Affleck and Damon hailed from Cambridge, Massachusetts. They had decided to enter the film industry together, working in commercials and lesser-known projects for years in the late 1980s and early 1990s. At the time, Eagle Rock was cheap to rent in for LA standards. The pair even shared a bank account to help fund their careers as a team, as Affleck told Drew Barrymore on her talk show in 2023.

Affleck explained that he and Damon wrote and then sold “Good Will Hunting” for a clean $600,000. They split the sum, but after agent fees and taxes, they were left with about $110,000 each.

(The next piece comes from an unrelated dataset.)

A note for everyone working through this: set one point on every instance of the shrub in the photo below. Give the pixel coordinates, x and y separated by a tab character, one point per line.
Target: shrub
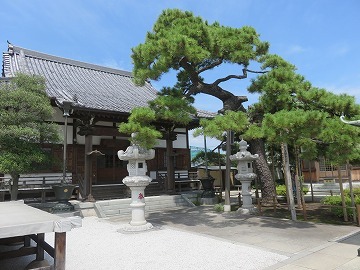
281	190
336	202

A black 1997 Jeep Grand Cherokee parked outside on blacktop in left front angle view
1997 Jeep Grand Cherokee | Bring a Trailer

“We each bought $55,000 Jeep Cherokees.”

In multiple interviews promoting the 2023 film “Air,” Affleck and Damon detail their first big purchase after selling the screenplay.

In an IMDb interview, they shared that they both wanted a hunter-green Jeep Grand Cherokee. “It was like the really dope, new truck at the time,” explained Affleck.

In 1997, the Jeep Grand Cherokee Laredo 4WD started at $25,545, and trims went up from there. They agreed to each buy one but didn’t want two of the same color. So, how did they decide who got the preferred green Grand Cherokee?

They flipped a coin, and the loser had to buy a black Jeep. “Who got the black one?” Marlon Wayans asked Damon. “Ben,” Damon quickly replied.

After buying the fraternal twin Jeeps, Affleck told Drew Barrymore that they rented a party house in the Hollywood Bowl that shaved $5,000 a month off their earnings. Within six months, he explained, they were pretty much broke again.

Of course, they ended up starring in “Good Will Hunting,” which became a Golden Globe and Oscar-winning film. The rest is his–(and his)–story.